A push down automation (pda) is given in the following extended notation of finite state diagram:
The nodes denote the states while the edges denote the moves of the pda. The edge labels are of the form $d$, $s/s'$ where $d$ is the input symbol read and $s, s'$ are the stack contents before and after the move. For example the edge labeled $1, s/1.s$ denotes the move from state $q_0$ to $q_0$ in which the input symbol $1$ is read and pushed to the stack.
In a) $x2x^R$
Say for some word $0112110$ we have to push every thing into the stack till $2$ . then we get $1$ then $1$ will be at top of stack so pop it or if get $0$ then $0$ will at top of stack so pop it. For any word of language it is applicable. $2$ is a mark that tell now we have to pop $0$ for $0$ and $1$ for $1$.

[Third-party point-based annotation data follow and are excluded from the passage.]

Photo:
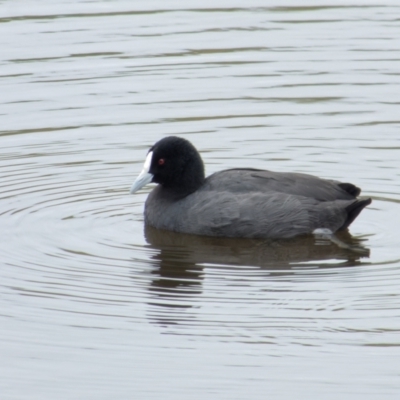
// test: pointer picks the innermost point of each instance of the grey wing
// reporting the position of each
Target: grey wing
(210, 215)
(262, 181)
(280, 215)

So, on the edge $q_0$ to $q_0$ add $0,s/0.s$
and on edge $q_1$ to $q_1$ add $0,0.s/s$
part(b) e is epsilon(to denote pop operation)
(q0,0,z0) |---- (q0,0z0) or (q0,00z0)
(q0,0,0) |---- (q0,00) or (q0,0000)
(q0,1,0) |---- (q1,e)
(q1,1,0) |---- (q1,e)
i dont think it is maintainning n≤m≤2n this...
@Arjun sir. I have a doubt here.
δ(q1,∊, z0) |---- (q1,∊) . This transition is required, right? otherwise, how stack top symbol will be popped? And if it is not popped then how stack will be emptied?
It is maintaining n ≤ m ≤ 2n by using the 2nd choices for the first 2 IDs (in Bold)-
They have been used to bound the n values to a maximum of 2n, using the non-determinism as asked in the question.
It should also have δ(q1,∊, z0) |---- (q1,∊) for the 2nd state for empty stack acceptance.
Sir , I think this answer needs review this accepts string 00000011 which it should not be
What ayush said is true...
Transition in the answer is pushing 3 0's onto stack while we should be pushing only 2 0's.
Your answer would've been correct if they have asked for n<=m<=3n..
Please check it
Just drawing what's written in answer by @@saurav04 sir.
$\lambda$ in the stack part is used to indicate "whatever be the input". And the additional $(\lambda,Z,\lambda)$ was added to pop the initial symbol from the stack.